/geo-search-spark

Apache Spark v2.0.0 application written in Scala to map given latitude longitude values to nearest latitude longitude values in a given set using broadcasted indexes of available geo coordinates.

Primary LanguageScala

Geo Location Batch Search in Spark

A module written in Scala for Apache Spark v2.0.0 to batch process mapping of Geo Locations in two skewed data sets.

Introduction

Apache Spark application written in Scala to map given latitude longitude values to nearest latitude longitude values in a given set using functional programming simulating a map side join of two data sets. This takes two sets of data as input. A master set of latitude longitude values (which are considered constant), and a set of latitude longitudes which are to be searched and mapped to this master set. This is expected to change on every run of the ETL/ join code.

Assumption:
  • The master data set can be cached in memory, thus not very large. This is the index being used, and only has the available pairs of latitude and longitudes. An id can also be attached to this to track each point. This data set is already sorted (or can be sorted using the code provided) based on latitudes and then optionally on longitudes.
  • The master set has all unique coordinates.
Mapping logic

The two sets of coordinates are mapped based on the distance calculated by using the Haversine formula.

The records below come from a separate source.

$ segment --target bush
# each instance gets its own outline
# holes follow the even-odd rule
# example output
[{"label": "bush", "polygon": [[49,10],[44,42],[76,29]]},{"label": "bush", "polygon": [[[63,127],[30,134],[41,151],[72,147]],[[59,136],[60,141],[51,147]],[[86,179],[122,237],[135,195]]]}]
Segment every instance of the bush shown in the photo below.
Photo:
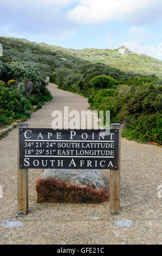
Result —
[{"label": "bush", "polygon": [[70,69],[61,68],[57,70],[56,84],[60,88],[63,88],[65,78],[73,73]]},{"label": "bush", "polygon": [[9,87],[12,87],[12,86],[15,86],[17,82],[16,80],[11,80],[8,81],[7,85]]},{"label": "bush", "polygon": [[80,74],[72,74],[66,76],[64,80],[64,89],[70,89],[71,86],[81,78],[81,75]]},{"label": "bush", "polygon": [[5,82],[2,81],[0,81],[0,87],[4,87],[5,86]]},{"label": "bush", "polygon": [[121,85],[115,90],[94,90],[89,102],[98,111],[109,110],[111,122],[124,124],[123,136],[161,144],[161,89],[153,83]]},{"label": "bush", "polygon": [[50,83],[56,83],[56,74],[52,74],[49,76],[49,80]]},{"label": "bush", "polygon": [[31,108],[29,101],[17,92],[8,87],[0,87],[0,123],[3,124],[6,117],[19,118],[22,114],[27,114],[27,110]]},{"label": "bush", "polygon": [[90,81],[93,88],[98,90],[101,89],[112,89],[115,88],[116,82],[114,79],[107,76],[95,76]]}]

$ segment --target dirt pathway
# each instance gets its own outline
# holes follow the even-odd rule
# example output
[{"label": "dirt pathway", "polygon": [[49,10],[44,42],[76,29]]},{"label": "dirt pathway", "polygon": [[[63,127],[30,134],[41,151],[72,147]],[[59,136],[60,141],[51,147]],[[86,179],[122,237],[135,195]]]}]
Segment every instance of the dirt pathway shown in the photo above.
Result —
[{"label": "dirt pathway", "polygon": [[[35,112],[30,127],[50,127],[54,110],[81,111],[88,107],[86,99],[57,89],[50,84],[53,100]],[[121,215],[112,216],[108,202],[100,205],[36,203],[35,184],[41,170],[29,170],[30,212],[19,218],[24,227],[5,229],[3,221],[17,220],[17,131],[0,141],[0,243],[114,244],[161,243],[161,199],[158,186],[161,148],[122,139]],[[109,190],[109,173],[102,170]],[[159,194],[159,197],[158,197]],[[161,193],[161,197],[162,192]],[[98,220],[93,218],[98,217]],[[115,221],[129,219],[131,227],[119,227]]]}]

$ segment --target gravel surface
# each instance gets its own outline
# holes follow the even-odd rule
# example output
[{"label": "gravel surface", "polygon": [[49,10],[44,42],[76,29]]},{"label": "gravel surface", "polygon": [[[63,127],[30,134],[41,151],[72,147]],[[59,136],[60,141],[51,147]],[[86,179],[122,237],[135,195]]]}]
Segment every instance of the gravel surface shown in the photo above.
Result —
[{"label": "gravel surface", "polygon": [[[29,127],[51,126],[54,110],[86,110],[86,99],[50,84],[53,100],[33,113]],[[0,141],[1,244],[160,244],[161,243],[161,148],[121,140],[121,215],[112,215],[109,203],[37,204],[35,184],[41,173],[29,170],[30,211],[16,217],[17,130]],[[109,190],[109,172],[101,170]],[[159,193],[158,193],[159,192]],[[159,194],[159,197],[158,197]],[[160,196],[160,197],[159,197]],[[131,220],[129,227],[117,221]],[[5,229],[4,221],[19,221],[24,227]],[[131,222],[132,223],[132,222]]]}]

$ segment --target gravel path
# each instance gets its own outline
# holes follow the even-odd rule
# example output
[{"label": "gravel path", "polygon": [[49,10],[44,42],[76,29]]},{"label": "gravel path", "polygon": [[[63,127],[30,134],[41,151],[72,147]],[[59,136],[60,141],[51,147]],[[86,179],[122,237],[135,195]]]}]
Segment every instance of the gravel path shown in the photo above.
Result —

The max limits considered as near can be specified while using the utility:

  • maxDistMiles - maximum distance that is considered as near (in miles) [used 30 here]
  • latLimit, lonLimit - To increase efficiency, the area in which the actual distances are calculated is narrowed down by using these limits. Eg: 0.5 latLimit means the distance of points beyond searchLat +- 0.5 are ignored, since 0.5 degree means 34.5 miles approx, the mapped lat lon values would not lie beyond this range. Similarly for longitude, till 83 deg latitude the values for 30 miles is 3.9 degree

Geosearch in databases and SQL queries (if written in Hive) use theta joins which are not supported in Hive, thus forcing cross products. This version using broadcasting of a sorted index to reduce the need for a cross product using a map side join.

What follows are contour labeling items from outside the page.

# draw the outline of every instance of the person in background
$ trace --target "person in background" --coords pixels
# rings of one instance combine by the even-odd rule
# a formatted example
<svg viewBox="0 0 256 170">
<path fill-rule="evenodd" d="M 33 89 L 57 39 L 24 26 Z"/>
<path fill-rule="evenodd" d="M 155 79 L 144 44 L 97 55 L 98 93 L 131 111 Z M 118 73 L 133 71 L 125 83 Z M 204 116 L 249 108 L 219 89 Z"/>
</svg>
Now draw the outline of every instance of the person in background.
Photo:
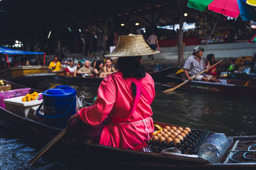
<svg viewBox="0 0 256 170">
<path fill-rule="evenodd" d="M 96 60 L 93 60 L 91 63 L 91 67 L 93 69 L 96 66 Z"/>
<path fill-rule="evenodd" d="M 68 129 L 85 141 L 142 151 L 154 132 L 150 105 L 155 97 L 155 83 L 142 66 L 142 55 L 159 52 L 150 49 L 142 35 L 119 36 L 116 48 L 105 57 L 119 57 L 118 71 L 101 81 L 95 103 L 72 116 Z"/>
<path fill-rule="evenodd" d="M 103 69 L 106 76 L 117 71 L 115 67 L 112 66 L 112 60 L 110 58 L 107 58 L 106 59 L 106 66 L 103 67 Z"/>
<path fill-rule="evenodd" d="M 77 71 L 83 67 L 83 63 L 81 62 L 77 62 L 77 65 L 76 66 L 75 70 L 74 71 L 74 77 L 81 77 L 82 75 L 81 74 L 77 73 Z"/>
<path fill-rule="evenodd" d="M 95 67 L 93 70 L 93 77 L 105 78 L 106 76 L 103 69 L 104 62 L 102 60 L 97 60 Z"/>
<path fill-rule="evenodd" d="M 158 45 L 157 36 L 155 35 L 155 32 L 153 33 L 148 37 L 147 43 L 148 46 L 153 50 L 156 50 L 156 47 L 157 47 L 158 50 L 160 50 L 159 45 Z M 154 60 L 153 55 L 148 55 L 148 59 L 151 59 Z"/>
<path fill-rule="evenodd" d="M 84 63 L 84 66 L 78 70 L 77 73 L 81 74 L 83 78 L 91 76 L 92 69 L 93 68 L 90 66 L 90 62 L 86 60 Z"/>
<path fill-rule="evenodd" d="M 192 76 L 201 73 L 206 68 L 212 68 L 209 65 L 207 65 L 205 67 L 205 62 L 202 58 L 204 51 L 204 49 L 199 46 L 194 48 L 193 53 L 193 56 L 189 57 L 185 62 L 183 66 L 184 72 L 188 80 L 189 81 L 193 80 Z M 197 76 L 194 78 L 194 79 L 197 81 L 221 83 L 216 76 L 206 74 L 205 73 Z"/>
<path fill-rule="evenodd" d="M 207 67 L 208 65 L 212 66 L 216 63 L 215 57 L 213 53 L 208 54 L 206 58 L 207 59 L 207 62 L 205 62 L 205 67 Z M 218 76 L 217 67 L 216 66 L 212 67 L 211 69 L 209 69 L 209 71 L 205 73 L 207 74 L 212 75 L 216 77 Z"/>
<path fill-rule="evenodd" d="M 62 68 L 63 67 L 60 62 L 58 60 L 58 56 L 54 56 L 54 57 L 53 58 L 53 60 L 51 62 L 48 67 L 51 69 L 52 72 L 61 71 L 61 68 Z"/>
<path fill-rule="evenodd" d="M 76 67 L 74 66 L 74 60 L 71 60 L 69 62 L 69 66 L 66 67 L 66 74 L 67 76 L 74 75 L 74 71 L 75 71 Z"/>
</svg>

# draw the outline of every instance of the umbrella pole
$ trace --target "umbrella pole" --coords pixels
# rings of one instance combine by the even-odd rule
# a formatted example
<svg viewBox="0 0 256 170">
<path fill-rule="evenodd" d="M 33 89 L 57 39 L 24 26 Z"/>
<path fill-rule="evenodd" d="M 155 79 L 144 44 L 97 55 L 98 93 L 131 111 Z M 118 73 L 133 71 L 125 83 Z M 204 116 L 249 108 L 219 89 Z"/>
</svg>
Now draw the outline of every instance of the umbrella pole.
<svg viewBox="0 0 256 170">
<path fill-rule="evenodd" d="M 6 57 L 6 61 L 7 61 L 7 62 L 8 62 L 8 67 L 10 68 L 10 62 L 9 62 L 9 60 L 8 60 L 8 59 L 7 53 L 5 54 L 5 56 Z"/>
<path fill-rule="evenodd" d="M 218 22 L 219 19 L 220 19 L 220 15 L 221 15 L 221 13 L 220 13 L 219 15 L 218 16 L 216 22 L 215 22 L 214 26 L 213 27 L 213 29 L 212 29 L 212 32 L 211 32 L 210 36 L 209 37 L 209 39 L 208 39 L 208 41 L 207 41 L 207 43 L 206 45 L 205 45 L 205 50 L 204 50 L 204 51 L 203 55 L 202 56 L 202 57 L 204 57 L 204 53 L 205 52 L 206 49 L 207 48 L 209 42 L 210 41 L 211 38 L 212 38 L 212 34 L 213 34 L 213 32 L 214 31 L 216 25 L 217 25 L 217 23 L 218 23 Z"/>
</svg>

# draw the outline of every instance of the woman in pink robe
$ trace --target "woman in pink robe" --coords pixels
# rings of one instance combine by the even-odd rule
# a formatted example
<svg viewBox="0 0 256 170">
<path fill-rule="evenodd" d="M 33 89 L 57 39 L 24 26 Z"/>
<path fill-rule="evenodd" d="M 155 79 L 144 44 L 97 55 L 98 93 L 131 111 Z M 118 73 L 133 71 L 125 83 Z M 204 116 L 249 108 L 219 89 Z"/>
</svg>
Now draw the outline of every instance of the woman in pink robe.
<svg viewBox="0 0 256 170">
<path fill-rule="evenodd" d="M 156 53 L 149 48 L 148 50 Z M 145 72 L 141 57 L 119 57 L 118 67 L 119 71 L 102 80 L 95 104 L 82 108 L 69 122 L 81 120 L 86 124 L 82 128 L 86 131 L 84 136 L 100 145 L 140 149 L 154 131 L 150 104 L 155 97 L 154 82 Z"/>
</svg>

A map reduce version of the code with a map side theta join implementation is available at https://github.com/anish749/geo-search-mapreduce

Build

The project is written in Scala 2.11.6, and dependencies are managed using Maven 3.3.9. This is written in Apache Spark v2.0.0

mvn clean install

Usage

Adding this package as a dependency

Once installed via maven, this package can be added as a dependency as follows:

<dependency>
    <groupId>com.anish.spark</groupId>
    <artifactId>geosearch</artifactId>
    <version>1.0-SNAPSHOT</version>
</dependency>

Note: This is not available as a package in Maven Central repository.

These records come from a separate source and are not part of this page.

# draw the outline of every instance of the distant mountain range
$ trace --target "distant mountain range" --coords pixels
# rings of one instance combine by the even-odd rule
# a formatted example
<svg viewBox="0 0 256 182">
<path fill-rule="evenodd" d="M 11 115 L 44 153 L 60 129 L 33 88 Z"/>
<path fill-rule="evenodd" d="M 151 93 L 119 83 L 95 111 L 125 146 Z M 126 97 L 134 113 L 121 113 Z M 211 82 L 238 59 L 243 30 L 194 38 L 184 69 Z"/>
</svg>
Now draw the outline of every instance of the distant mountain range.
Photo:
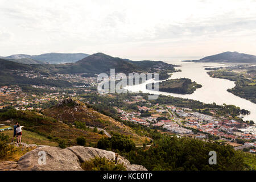
<svg viewBox="0 0 256 182">
<path fill-rule="evenodd" d="M 256 63 L 256 56 L 241 53 L 237 52 L 225 52 L 217 55 L 207 56 L 200 60 L 183 61 L 196 63 Z"/>
<path fill-rule="evenodd" d="M 20 58 L 23 59 L 23 58 Z M 174 65 L 158 61 L 133 61 L 127 59 L 114 57 L 103 53 L 97 53 L 73 63 L 58 64 L 24 64 L 13 63 L 10 60 L 0 59 L 0 71 L 19 69 L 35 71 L 47 74 L 100 73 L 109 73 L 111 68 L 115 72 L 129 73 L 147 73 L 175 71 Z"/>
<path fill-rule="evenodd" d="M 13 55 L 6 57 L 0 57 L 0 58 L 23 64 L 43 64 L 75 63 L 88 56 L 89 55 L 82 53 L 47 53 L 32 56 L 24 54 Z"/>
</svg>

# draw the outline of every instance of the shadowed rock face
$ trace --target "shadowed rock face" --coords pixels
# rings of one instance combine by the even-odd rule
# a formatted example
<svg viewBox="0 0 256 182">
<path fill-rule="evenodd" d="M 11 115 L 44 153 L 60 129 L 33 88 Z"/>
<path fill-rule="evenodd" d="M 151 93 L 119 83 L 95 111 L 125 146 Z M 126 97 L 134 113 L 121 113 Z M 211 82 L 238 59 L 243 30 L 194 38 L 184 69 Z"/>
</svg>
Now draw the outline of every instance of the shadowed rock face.
<svg viewBox="0 0 256 182">
<path fill-rule="evenodd" d="M 44 151 L 46 164 L 40 164 L 39 154 Z M 81 163 L 94 158 L 105 157 L 108 160 L 123 163 L 128 171 L 147 171 L 140 165 L 131 165 L 125 158 L 117 156 L 112 151 L 89 147 L 74 146 L 65 149 L 55 147 L 39 146 L 36 149 L 22 156 L 18 163 L 4 162 L 0 163 L 0 170 L 19 171 L 82 171 Z M 40 160 L 40 159 L 39 159 Z"/>
</svg>

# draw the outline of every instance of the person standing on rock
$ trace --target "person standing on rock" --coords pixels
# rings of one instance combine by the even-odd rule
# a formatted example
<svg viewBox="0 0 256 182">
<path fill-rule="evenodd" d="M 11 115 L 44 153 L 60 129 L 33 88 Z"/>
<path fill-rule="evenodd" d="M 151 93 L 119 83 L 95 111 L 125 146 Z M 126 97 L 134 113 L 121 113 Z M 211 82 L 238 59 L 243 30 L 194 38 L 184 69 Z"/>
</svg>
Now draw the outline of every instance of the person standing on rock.
<svg viewBox="0 0 256 182">
<path fill-rule="evenodd" d="M 18 122 L 15 122 L 15 124 L 13 126 L 13 139 L 11 139 L 11 142 L 13 142 L 13 140 L 14 139 L 14 137 L 15 137 L 15 136 L 17 138 L 17 142 L 18 142 L 18 135 L 17 135 L 17 133 L 16 132 L 16 129 L 17 128 L 18 124 Z"/>
<path fill-rule="evenodd" d="M 22 128 L 24 127 L 24 126 L 19 126 L 19 125 L 18 124 L 17 125 L 17 127 L 16 128 L 16 132 L 17 133 L 17 136 L 18 136 L 18 141 L 17 143 L 21 143 L 21 137 L 22 136 Z"/>
</svg>

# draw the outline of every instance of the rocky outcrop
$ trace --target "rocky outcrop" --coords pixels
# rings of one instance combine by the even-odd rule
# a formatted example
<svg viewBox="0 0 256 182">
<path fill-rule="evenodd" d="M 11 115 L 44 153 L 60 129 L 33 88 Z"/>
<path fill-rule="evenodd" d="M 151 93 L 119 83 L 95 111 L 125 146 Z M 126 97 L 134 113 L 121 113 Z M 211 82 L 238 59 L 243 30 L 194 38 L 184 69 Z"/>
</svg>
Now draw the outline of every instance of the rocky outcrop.
<svg viewBox="0 0 256 182">
<path fill-rule="evenodd" d="M 41 151 L 46 154 L 45 164 Z M 82 170 L 78 158 L 69 150 L 49 146 L 42 146 L 27 152 L 20 158 L 18 164 L 17 169 L 21 171 Z"/>
<path fill-rule="evenodd" d="M 18 164 L 13 161 L 0 162 L 0 171 L 16 170 Z"/>
<path fill-rule="evenodd" d="M 147 170 L 142 166 L 131 165 L 128 160 L 112 151 L 83 146 L 61 149 L 46 146 L 38 146 L 36 149 L 22 156 L 18 163 L 0 163 L 0 170 L 82 171 L 81 163 L 96 156 L 122 163 L 128 171 Z"/>
<path fill-rule="evenodd" d="M 122 163 L 127 171 L 147 171 L 147 169 L 141 165 L 131 165 L 130 162 L 125 158 L 116 155 L 112 151 L 95 148 L 89 147 L 74 146 L 67 148 L 72 151 L 79 158 L 81 162 L 84 162 L 96 156 L 105 158 L 108 160 L 116 161 L 117 163 Z"/>
<path fill-rule="evenodd" d="M 17 142 L 11 142 L 9 144 L 13 145 L 17 147 L 25 147 L 25 148 L 36 148 L 37 145 L 35 144 L 27 144 L 26 143 L 17 143 Z"/>
</svg>

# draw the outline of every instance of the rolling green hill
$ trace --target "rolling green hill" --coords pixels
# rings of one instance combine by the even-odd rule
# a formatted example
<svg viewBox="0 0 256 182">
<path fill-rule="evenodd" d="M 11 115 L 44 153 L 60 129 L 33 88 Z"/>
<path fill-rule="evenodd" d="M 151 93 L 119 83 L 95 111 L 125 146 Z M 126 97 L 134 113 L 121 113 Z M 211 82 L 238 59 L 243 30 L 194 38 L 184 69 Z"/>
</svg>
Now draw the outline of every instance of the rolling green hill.
<svg viewBox="0 0 256 182">
<path fill-rule="evenodd" d="M 256 63 L 256 56 L 241 53 L 237 52 L 225 52 L 207 56 L 200 60 L 185 61 L 199 63 Z"/>
</svg>

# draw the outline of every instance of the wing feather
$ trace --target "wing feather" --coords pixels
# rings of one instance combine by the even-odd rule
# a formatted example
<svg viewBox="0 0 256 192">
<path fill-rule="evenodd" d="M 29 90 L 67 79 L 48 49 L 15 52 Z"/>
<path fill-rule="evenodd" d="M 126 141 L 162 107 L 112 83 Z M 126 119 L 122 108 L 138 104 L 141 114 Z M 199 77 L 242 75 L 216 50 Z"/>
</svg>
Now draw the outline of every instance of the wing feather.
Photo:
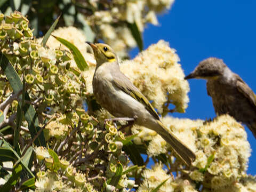
<svg viewBox="0 0 256 192">
<path fill-rule="evenodd" d="M 238 75 L 237 75 L 236 87 L 237 90 L 242 93 L 256 110 L 256 95 L 250 87 Z"/>
<path fill-rule="evenodd" d="M 153 106 L 151 105 L 148 100 L 141 93 L 129 80 L 129 79 L 124 75 L 121 71 L 116 73 L 115 76 L 113 76 L 113 82 L 114 84 L 119 89 L 128 94 L 131 97 L 136 99 L 137 101 L 143 104 L 148 110 L 148 111 L 157 119 L 159 118 L 157 113 L 155 111 Z"/>
</svg>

As a stand alone application

Create index

The first step is to create an index (a sorted array available to all executors during mapping) using the data for available latitude longitudes. This is provided by the com.anish.spark.geosearch.Indexer class. The path where the index would be stored and where the available latitude longitudes are present are configured as variables in this class. (Should be changed / taken as arguments before usage in projects) This class reads the files in the 'input/availableLatLon' folder which are configured to be ';' separated pairs of latitude longitudes to which data would be mapped. It then creates an index out of this data and saves it as files in the index Path given after sorting this based on latitudes and then on longitudes.

Run batch search

This is the actual batch job which searches for nearest latitude longitudes and maps them. This is implemented in the class named com.anish.spark.geosearch.Search. This can be run as follows:

java -jar target/geosearch-1.0-SNAPSHOT.jar

It would automatically set the following configurations for demo as described in the Mapping Logic section:

latLimit = 0.5
lonLimit = 4.0
maxDistMiles = 30.0

It would take the unknownLatLons as input and map them to the nearest available lat lon as read from the index and write the output in the folder configured.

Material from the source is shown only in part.